Before diving in, it is important to note that while the SEC’s new guidance provides some legal clarity for crypto organizations, it should be seen only as a guideline since it is not a legally binding document.
The long-awaited guidelines
The framework, which was announced in November 2018 by SEC Director of Corporation Finance William Hinman that the agency was actively working on the document, guides token issuers whether their coins fall under a securities classification.
“Now staff guidance is staff guidance. The Commission can go ahead and bring enforcement actions anyway but staff guidance does carry a bit of weight, but I would like to do something more formal at the Commission level, so people have a little bit more certainty,” SEC Commissioner Hester Pierce stated about the framework.
The factors token issuers should consider
In the SEC’s new framework, token issuers can find several factors that they should consider when evaluating whether their coins are considered as securities (especially when they are planning to launch an ICO).
In the guidelines, the SEC detailed the different elements of the Howey test that evaluates whether an asset is considered as an investment contract. These factors include the investment of money, joint enterprise, and reasonable expectation of profits derived from the efforts of others.
In addition to the elements mentioned above, the SEC considers other factors in the evaluation process of tokens, including reliance on the efforts of others, the use cases of the tokens, the development of the network, the correlation between the token’s market and purchase price as well as several other elements.
The SEC’s framework also highlighted the factors token issuers should consider when they are evaluating coins that have been previously sold. The re-evaluation criteria include (the stronger the presence of the following factors, the less likely the Howey test is met):
- The distributed ledger network, as well as the digital asset, are fully developed and operational (there are already functions of the tokens users can utilize).
- The creation and structure of the token are aimed to meet the needs of the users rather than feed speculation.
- If billed as a currency, the token operates as a store of value
- Prospects for appreciation in the value of the digital asset are limited.

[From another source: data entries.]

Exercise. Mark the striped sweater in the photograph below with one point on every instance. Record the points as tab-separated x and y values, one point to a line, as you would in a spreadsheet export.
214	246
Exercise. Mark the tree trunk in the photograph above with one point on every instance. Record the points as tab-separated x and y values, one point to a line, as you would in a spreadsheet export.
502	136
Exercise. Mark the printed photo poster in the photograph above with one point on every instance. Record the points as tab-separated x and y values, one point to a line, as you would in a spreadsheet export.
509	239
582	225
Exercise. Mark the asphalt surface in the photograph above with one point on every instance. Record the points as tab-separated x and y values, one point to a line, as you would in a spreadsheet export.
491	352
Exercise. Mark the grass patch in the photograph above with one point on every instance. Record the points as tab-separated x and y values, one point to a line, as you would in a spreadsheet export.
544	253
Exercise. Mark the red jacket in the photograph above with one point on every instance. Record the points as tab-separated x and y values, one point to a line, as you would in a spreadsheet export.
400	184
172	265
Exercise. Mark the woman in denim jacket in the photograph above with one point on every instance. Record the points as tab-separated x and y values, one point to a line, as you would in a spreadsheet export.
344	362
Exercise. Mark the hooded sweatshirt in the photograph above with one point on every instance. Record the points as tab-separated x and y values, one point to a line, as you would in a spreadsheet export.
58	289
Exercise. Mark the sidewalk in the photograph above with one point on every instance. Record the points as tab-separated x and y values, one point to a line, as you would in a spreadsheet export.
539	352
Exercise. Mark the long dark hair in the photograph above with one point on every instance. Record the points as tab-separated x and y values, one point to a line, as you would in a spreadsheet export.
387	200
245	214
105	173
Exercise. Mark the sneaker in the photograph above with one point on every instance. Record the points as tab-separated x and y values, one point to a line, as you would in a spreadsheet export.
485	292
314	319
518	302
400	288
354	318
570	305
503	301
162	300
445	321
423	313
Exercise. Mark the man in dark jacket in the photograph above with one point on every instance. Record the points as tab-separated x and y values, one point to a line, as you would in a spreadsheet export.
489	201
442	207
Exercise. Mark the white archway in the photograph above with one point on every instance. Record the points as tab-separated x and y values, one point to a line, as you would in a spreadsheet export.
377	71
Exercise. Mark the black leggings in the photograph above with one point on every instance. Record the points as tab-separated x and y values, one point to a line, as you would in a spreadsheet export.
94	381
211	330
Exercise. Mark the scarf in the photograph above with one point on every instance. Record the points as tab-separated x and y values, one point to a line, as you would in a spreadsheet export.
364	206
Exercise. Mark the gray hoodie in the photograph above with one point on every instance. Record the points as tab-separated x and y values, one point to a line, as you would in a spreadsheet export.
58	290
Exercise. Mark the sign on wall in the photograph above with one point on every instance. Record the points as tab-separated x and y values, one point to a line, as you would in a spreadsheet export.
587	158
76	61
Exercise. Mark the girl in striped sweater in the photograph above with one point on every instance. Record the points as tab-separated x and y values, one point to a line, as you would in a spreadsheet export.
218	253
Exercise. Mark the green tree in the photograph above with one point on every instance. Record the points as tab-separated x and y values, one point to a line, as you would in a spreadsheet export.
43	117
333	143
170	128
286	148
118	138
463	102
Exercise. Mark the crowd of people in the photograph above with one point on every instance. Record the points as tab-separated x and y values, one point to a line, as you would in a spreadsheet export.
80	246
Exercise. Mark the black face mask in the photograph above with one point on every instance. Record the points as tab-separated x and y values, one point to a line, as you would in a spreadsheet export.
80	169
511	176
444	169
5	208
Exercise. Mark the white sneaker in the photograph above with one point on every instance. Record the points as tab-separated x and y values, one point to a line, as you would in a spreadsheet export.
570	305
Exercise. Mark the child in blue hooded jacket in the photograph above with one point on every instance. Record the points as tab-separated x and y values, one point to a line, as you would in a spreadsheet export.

E.g., the value of the digital asset will remain constant or degrade over time, so users won’t be expected to hold it for extended periods as an investment.
Criticism of the framework
While the SEC’s new crypto guidelines intended to provide more legal clarity for token issuers, critics of the framework have already arisen:
“The SEC promised guidance that would aid entrepreneurs in determining what tokens are securities, then published guidance saying ‘If it makes sense to use a token, it’s probably a security,’” Blockchain.com President and Chief Legal Officer Marco Santori tweeted.
“Oh, bummer. It just says ‘Here is a list of all of the things token sellers do. If you do the things on this list, the token might be a security’ Not as helpful as we’d hoped. Sorry for the sirens,” he continued.
While it seems that there are both upsides and downsides of the new framework, the SEC has made the life of token issuers at least a little bit easier, and we’re looking forward to seeing how it changes the crypto space.